BOK – Bank of Korea [South Korean Central Bank] official, Lee Joo-Yeol, declared that the virtual currency leader – Bitcoin [BTC] will not be regulated as a currency but as a commodity. But, the mentioned regulation will not take place in the near term by the central bank.
During the audit of BOK by the National Assembly, Lee claimed that digital currencies like Bitcoin cannot be regarded as money based on the definition of the Bank of International Settlements (BIS).
“It is difficult to look at [virtual currencies] as money by [the definition] of Bank of International Settlements (BIS). Regulation (of virtual currencies) is appropriate because it is regarded as a commodity. It [cannot be] regulated at the level of a currency.”
South Korea – Its recent Approach towards Cryptocurrencies
In 2016 the South Korean Gov and officials executed a plan for the creation of a task force that would deal with studying the regulatory and licensing parameters for BTC and BTC exchanges. According to a report by CNN in 2017, the participants that were included in the study –
‘Failed to agree on whether cryptocurrencies should be included in systems right now and how the systems work if they are included.”
Meanwhile, South Korea’s financial regulator, the Financial Supervisory Service (FSS) has launched a ban on ICO-s or Initial Coin Offerings led by the task force. The target of the ban is to protect investors, early adopters and traders from possible fraud.
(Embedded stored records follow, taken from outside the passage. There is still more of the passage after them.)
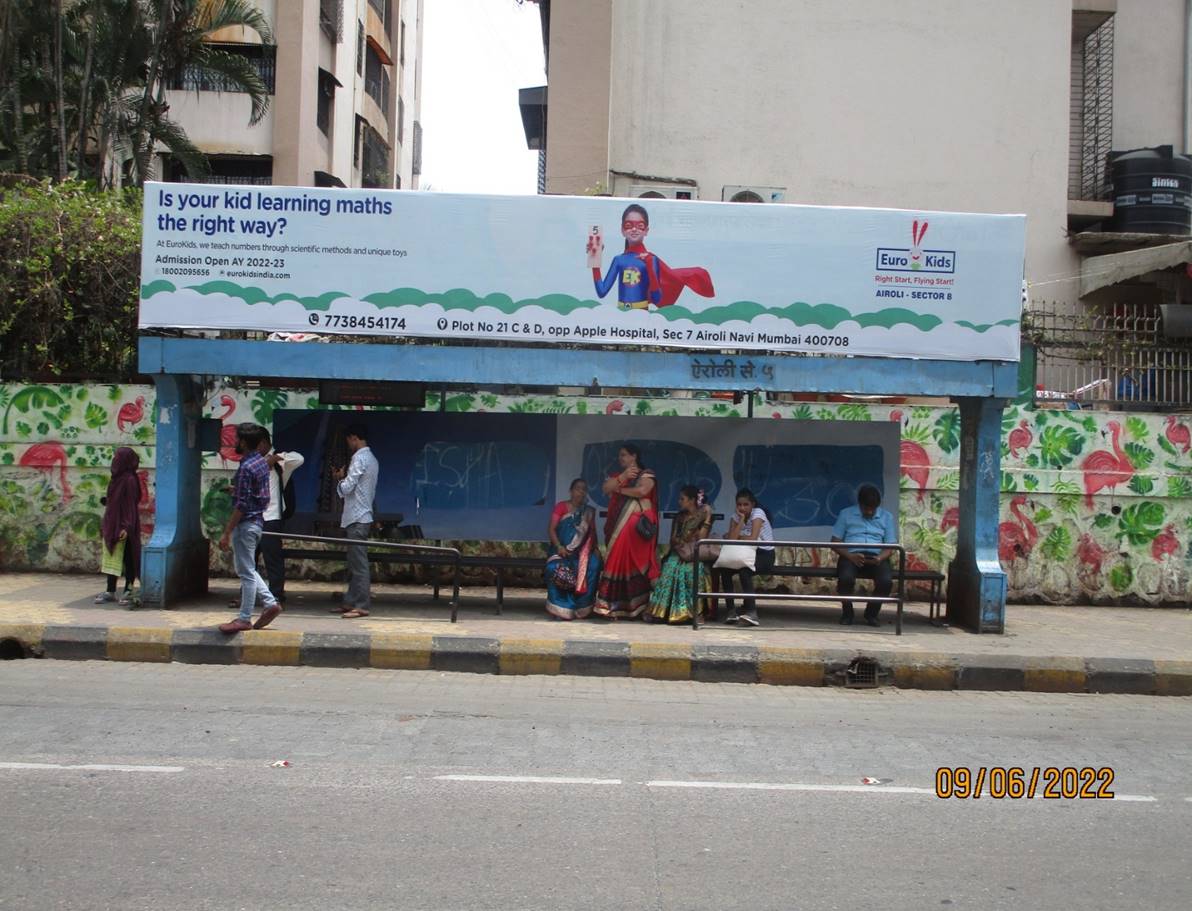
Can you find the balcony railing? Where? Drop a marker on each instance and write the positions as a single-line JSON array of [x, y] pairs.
[[1115, 355], [264, 59]]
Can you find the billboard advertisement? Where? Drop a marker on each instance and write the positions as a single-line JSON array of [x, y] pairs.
[[809, 280]]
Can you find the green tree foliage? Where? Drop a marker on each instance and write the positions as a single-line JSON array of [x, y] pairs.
[[69, 266]]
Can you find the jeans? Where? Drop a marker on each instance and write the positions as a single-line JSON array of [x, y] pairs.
[[846, 575], [274, 565], [244, 539], [763, 564], [130, 572], [359, 578]]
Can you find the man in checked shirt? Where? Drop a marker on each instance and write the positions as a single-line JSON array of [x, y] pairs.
[[250, 496]]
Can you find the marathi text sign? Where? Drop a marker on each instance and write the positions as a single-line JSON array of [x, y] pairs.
[[684, 274]]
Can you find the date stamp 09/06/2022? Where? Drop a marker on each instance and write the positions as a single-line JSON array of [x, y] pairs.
[[1014, 782]]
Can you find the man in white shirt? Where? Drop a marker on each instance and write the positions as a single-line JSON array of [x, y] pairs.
[[281, 466], [358, 487]]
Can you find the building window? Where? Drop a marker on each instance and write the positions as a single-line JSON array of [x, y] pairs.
[[261, 57], [253, 169], [384, 10], [377, 80], [327, 86], [416, 168], [1091, 124], [330, 18], [374, 169]]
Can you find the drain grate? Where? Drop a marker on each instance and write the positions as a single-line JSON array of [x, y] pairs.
[[863, 673]]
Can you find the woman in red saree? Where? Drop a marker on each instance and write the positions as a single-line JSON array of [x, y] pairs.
[[631, 533]]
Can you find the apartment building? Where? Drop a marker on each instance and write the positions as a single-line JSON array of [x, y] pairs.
[[975, 105], [345, 78]]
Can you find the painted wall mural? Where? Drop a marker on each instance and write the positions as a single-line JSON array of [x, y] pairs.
[[1096, 506]]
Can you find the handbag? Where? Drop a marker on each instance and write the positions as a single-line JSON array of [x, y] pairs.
[[113, 559], [565, 577], [646, 526], [737, 556]]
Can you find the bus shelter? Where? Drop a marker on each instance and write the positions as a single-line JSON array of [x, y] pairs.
[[490, 292]]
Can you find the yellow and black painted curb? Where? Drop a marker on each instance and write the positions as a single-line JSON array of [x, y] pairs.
[[656, 661]]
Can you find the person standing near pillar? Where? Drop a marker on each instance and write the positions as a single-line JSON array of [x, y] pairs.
[[281, 468], [250, 496], [865, 524], [358, 487]]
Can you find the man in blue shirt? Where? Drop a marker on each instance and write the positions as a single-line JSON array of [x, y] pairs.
[[250, 499], [865, 524]]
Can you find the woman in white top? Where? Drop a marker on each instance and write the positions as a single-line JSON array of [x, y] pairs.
[[749, 524]]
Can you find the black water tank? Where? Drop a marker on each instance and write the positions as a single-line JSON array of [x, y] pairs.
[[1152, 191]]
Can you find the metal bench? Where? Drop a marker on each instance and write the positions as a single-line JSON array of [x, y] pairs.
[[898, 597]]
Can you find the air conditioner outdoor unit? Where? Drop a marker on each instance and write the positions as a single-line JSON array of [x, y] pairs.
[[664, 191], [743, 193]]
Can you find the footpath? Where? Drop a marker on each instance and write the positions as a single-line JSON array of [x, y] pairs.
[[1045, 649]]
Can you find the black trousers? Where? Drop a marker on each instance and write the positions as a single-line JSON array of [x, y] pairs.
[[846, 575], [269, 550], [763, 564], [130, 571]]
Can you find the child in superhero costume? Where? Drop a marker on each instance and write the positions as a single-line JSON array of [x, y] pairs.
[[641, 277]]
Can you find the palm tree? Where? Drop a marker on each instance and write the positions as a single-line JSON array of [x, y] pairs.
[[104, 67]]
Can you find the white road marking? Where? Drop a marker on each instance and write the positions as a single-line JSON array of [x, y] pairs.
[[527, 780], [89, 767], [769, 786], [848, 789]]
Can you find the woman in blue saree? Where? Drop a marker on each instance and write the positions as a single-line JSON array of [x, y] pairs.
[[575, 564]]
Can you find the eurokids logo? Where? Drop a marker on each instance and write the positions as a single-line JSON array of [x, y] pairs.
[[914, 258]]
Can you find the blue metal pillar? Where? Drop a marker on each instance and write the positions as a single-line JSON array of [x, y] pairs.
[[174, 563], [976, 584]]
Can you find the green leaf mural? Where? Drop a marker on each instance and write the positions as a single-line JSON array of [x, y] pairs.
[[1068, 503], [266, 402], [919, 433], [1136, 427], [1057, 544], [31, 398], [1140, 522], [95, 416], [1141, 484], [460, 403], [1179, 488], [1122, 577], [1060, 445], [1138, 454], [854, 411], [947, 431]]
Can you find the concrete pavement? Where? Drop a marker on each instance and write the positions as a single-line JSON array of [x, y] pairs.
[[1045, 649], [150, 786]]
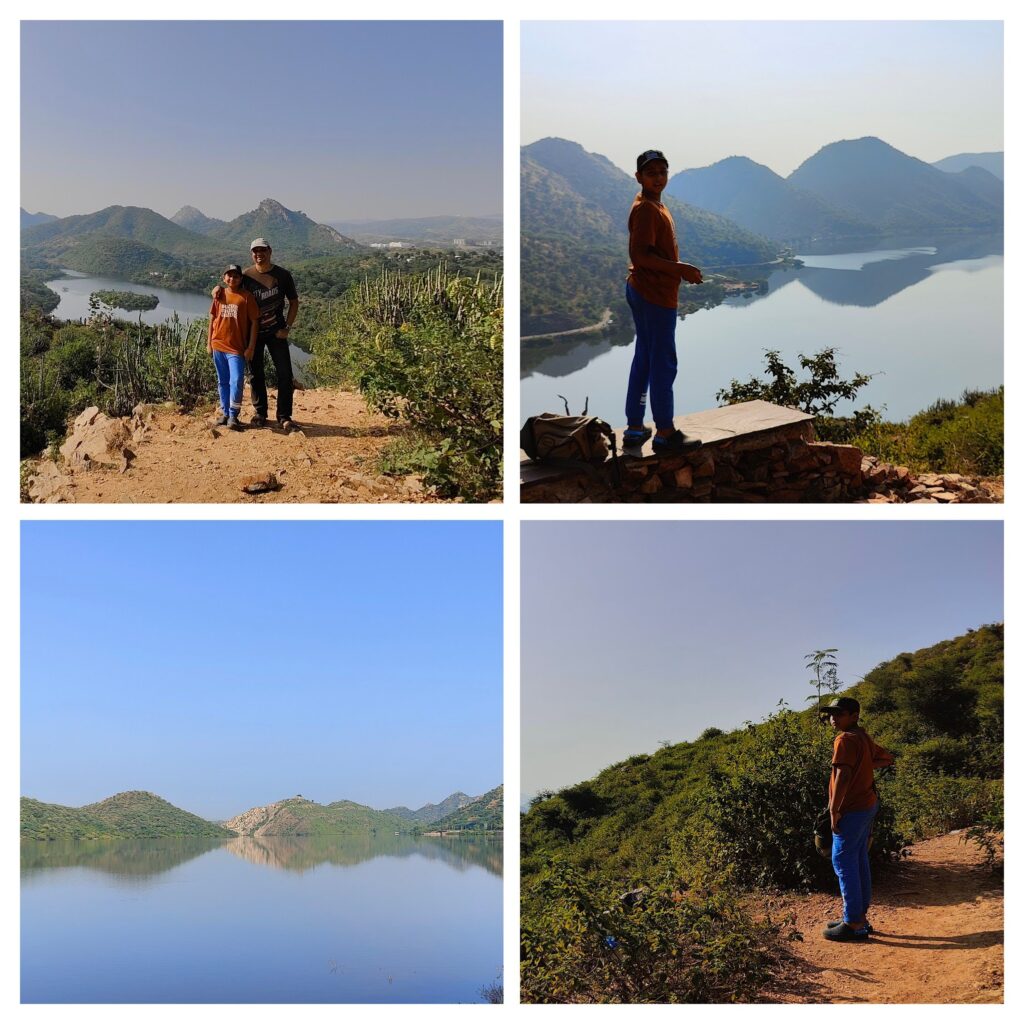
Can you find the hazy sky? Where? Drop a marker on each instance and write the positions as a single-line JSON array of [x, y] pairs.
[[638, 632], [337, 119], [774, 91], [227, 665]]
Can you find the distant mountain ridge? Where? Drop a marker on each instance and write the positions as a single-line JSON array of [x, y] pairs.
[[134, 814]]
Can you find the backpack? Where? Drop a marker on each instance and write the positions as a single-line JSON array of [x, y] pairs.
[[572, 439]]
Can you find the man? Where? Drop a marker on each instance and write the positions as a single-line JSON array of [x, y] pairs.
[[270, 286], [853, 802]]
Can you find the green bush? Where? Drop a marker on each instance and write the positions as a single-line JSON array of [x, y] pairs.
[[427, 349], [584, 940]]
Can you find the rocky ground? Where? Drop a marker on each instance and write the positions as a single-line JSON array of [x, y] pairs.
[[162, 455], [938, 935]]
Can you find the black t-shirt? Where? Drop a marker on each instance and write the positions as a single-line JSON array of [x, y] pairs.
[[271, 300]]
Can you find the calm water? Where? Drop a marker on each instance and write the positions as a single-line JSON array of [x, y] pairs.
[[927, 317], [305, 920], [76, 289]]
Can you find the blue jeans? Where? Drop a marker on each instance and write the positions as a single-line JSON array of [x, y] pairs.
[[653, 361], [850, 862], [230, 379]]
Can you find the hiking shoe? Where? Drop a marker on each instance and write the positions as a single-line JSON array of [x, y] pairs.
[[836, 924], [634, 438], [676, 441], [844, 933]]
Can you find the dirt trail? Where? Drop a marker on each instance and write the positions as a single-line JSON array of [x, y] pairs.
[[938, 935], [176, 457]]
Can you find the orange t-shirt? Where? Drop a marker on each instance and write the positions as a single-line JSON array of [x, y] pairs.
[[857, 751], [651, 226], [232, 321]]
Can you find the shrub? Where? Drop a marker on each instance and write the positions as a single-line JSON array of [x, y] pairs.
[[584, 940]]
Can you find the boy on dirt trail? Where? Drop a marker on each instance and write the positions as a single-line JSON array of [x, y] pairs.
[[652, 292], [853, 802], [231, 340], [270, 286]]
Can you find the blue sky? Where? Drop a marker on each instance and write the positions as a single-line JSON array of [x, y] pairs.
[[337, 119], [667, 628], [225, 665], [774, 91]]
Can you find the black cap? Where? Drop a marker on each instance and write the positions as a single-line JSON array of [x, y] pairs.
[[847, 705], [647, 156]]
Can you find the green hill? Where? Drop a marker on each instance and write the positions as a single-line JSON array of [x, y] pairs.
[[298, 816], [127, 815], [290, 232], [574, 207], [483, 813]]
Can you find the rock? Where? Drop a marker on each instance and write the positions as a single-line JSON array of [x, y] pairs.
[[260, 483]]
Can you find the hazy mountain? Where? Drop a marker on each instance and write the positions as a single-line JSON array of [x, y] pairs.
[[134, 814], [441, 230], [28, 219], [758, 199], [482, 812], [433, 812], [285, 229], [136, 223], [574, 207], [298, 816], [875, 181], [195, 220], [991, 162]]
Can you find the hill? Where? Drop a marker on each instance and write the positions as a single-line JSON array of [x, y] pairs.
[[761, 201], [289, 231], [28, 219], [574, 207], [298, 816], [440, 230], [991, 162], [134, 814], [486, 812], [195, 220], [877, 182], [433, 812]]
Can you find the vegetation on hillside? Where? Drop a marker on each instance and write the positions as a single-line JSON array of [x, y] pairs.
[[655, 852], [127, 815], [426, 349]]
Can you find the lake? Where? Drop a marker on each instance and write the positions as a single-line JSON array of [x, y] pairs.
[[76, 289], [925, 315], [340, 919]]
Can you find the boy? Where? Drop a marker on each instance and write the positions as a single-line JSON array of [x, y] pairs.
[[231, 340], [853, 802], [652, 292]]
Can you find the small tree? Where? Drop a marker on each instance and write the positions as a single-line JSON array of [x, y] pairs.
[[825, 672]]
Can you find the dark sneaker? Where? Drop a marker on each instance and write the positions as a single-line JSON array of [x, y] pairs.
[[844, 933], [634, 438], [676, 441]]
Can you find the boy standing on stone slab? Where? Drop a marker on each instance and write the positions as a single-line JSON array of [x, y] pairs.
[[652, 292]]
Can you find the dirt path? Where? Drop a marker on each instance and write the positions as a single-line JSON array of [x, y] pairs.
[[176, 458], [938, 935], [591, 329]]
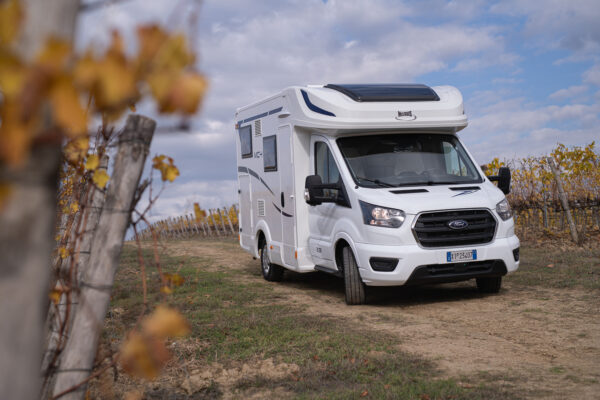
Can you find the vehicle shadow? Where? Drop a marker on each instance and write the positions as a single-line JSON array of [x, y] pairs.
[[403, 296]]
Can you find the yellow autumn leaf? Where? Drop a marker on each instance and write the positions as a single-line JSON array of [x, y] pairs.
[[54, 295], [171, 172], [77, 148], [198, 213], [165, 322], [11, 15], [68, 112], [12, 74], [63, 252], [143, 356], [92, 162], [54, 54], [100, 178]]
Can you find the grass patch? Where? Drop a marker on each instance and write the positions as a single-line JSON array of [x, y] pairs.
[[553, 267], [238, 322]]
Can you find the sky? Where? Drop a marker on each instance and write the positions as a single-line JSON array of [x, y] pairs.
[[529, 71]]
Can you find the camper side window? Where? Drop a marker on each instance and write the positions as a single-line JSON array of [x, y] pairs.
[[270, 153], [325, 165], [246, 141]]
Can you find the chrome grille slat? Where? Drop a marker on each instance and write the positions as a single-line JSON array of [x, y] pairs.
[[431, 229]]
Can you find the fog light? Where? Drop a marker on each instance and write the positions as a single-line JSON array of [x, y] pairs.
[[383, 264]]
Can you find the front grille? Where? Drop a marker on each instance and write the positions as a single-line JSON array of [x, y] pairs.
[[444, 273], [460, 268], [432, 230]]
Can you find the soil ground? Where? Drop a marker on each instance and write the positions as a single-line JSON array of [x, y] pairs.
[[536, 339], [545, 339]]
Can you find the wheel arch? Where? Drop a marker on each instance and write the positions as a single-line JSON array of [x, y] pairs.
[[342, 241]]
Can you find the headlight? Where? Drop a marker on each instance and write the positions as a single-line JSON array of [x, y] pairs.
[[381, 216], [503, 210]]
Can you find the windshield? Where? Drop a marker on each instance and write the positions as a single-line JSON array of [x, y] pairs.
[[407, 160]]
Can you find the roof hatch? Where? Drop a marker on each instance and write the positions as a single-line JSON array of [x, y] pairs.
[[386, 92]]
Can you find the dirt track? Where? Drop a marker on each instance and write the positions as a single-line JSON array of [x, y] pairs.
[[543, 342]]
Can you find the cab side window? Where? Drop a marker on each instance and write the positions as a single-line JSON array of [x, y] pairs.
[[325, 165], [246, 141]]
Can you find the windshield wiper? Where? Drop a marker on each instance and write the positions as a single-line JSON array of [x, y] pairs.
[[431, 183], [376, 181], [428, 183]]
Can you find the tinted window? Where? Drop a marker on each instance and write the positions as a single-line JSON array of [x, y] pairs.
[[270, 153], [407, 160], [325, 165], [246, 141]]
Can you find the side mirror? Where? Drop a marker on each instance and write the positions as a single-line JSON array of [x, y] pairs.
[[313, 193], [503, 179]]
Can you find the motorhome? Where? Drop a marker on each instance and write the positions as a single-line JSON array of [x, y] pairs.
[[371, 183]]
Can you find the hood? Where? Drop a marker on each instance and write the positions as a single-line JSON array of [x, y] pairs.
[[416, 199]]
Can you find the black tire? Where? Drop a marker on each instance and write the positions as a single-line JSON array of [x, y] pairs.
[[271, 272], [355, 288], [489, 285]]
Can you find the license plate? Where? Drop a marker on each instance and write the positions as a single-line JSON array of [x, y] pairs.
[[462, 255]]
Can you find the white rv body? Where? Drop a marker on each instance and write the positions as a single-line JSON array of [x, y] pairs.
[[305, 238]]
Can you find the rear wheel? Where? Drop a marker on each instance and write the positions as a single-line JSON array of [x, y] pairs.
[[355, 288], [271, 272], [489, 285]]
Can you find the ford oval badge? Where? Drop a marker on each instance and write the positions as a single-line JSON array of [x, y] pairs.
[[458, 224]]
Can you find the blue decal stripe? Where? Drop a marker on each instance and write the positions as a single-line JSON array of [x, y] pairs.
[[282, 212], [273, 111], [314, 108], [254, 174]]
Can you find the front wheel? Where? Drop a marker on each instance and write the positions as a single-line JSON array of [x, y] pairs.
[[489, 285], [355, 288], [271, 272]]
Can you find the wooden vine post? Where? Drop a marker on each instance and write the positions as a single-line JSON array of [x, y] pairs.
[[563, 200], [27, 220], [98, 278]]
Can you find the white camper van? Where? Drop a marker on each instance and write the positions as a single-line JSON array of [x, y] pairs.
[[370, 183]]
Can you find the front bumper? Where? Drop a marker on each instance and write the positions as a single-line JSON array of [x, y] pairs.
[[414, 261]]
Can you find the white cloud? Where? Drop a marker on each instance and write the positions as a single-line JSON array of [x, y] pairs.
[[249, 51], [565, 24], [592, 75], [569, 92]]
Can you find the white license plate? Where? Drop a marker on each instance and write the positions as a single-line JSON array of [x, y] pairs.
[[462, 255]]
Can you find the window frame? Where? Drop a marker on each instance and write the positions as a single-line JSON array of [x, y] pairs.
[[329, 154], [240, 132], [270, 168]]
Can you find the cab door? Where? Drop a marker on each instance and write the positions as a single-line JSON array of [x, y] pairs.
[[285, 198], [322, 218]]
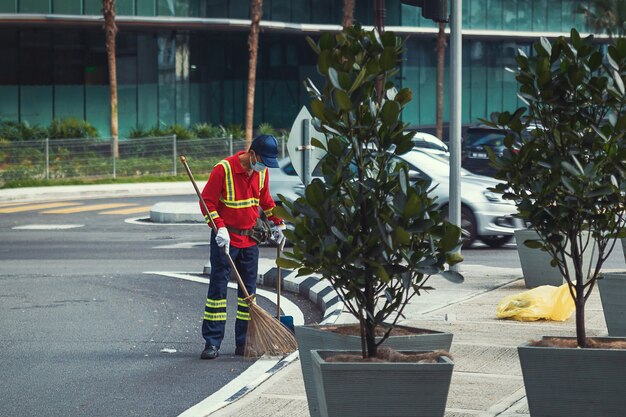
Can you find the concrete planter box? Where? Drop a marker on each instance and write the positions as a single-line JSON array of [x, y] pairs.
[[574, 382], [613, 296], [536, 263], [381, 389], [316, 337]]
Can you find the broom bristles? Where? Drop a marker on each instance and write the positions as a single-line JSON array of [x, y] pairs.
[[267, 336]]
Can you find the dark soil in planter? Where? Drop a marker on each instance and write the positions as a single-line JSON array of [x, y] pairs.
[[391, 355], [592, 343], [355, 330]]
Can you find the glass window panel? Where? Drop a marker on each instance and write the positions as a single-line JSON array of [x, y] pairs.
[[166, 7], [321, 12], [280, 11], [68, 58], [509, 14], [97, 96], [410, 15], [478, 15], [36, 104], [478, 80], [393, 13], [495, 74], [97, 108], [167, 79], [34, 6], [126, 108], [494, 14], [524, 15], [301, 10], [466, 82], [568, 14], [9, 75], [238, 9], [67, 6], [8, 6], [35, 72], [125, 8], [217, 8], [146, 8], [93, 7], [69, 74], [554, 17], [147, 78], [69, 101], [540, 12]]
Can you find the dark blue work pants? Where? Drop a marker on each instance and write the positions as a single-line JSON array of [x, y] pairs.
[[247, 262]]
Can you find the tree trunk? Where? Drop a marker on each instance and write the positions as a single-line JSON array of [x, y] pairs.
[[441, 60], [379, 17], [110, 30], [348, 13], [256, 12]]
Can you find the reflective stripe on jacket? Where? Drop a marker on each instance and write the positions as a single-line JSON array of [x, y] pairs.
[[233, 198]]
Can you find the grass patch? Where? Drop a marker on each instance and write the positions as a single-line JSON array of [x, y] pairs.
[[87, 181]]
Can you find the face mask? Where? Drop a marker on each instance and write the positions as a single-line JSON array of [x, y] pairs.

This move has led to worries of a campaign against the local digital currency trading market in the country that is similar to the crackdown recently launched by the Chinese government.
Kim Yong-bum – the Financial Supervisory Service chairman, did quote around that time that ‘funding’ like ICO-s do reflect a risk of fraud so the ban had to be put to function.
“We are worried about adverse effects such as increased risk of fraud, the ICO will be prohibited in all forms.”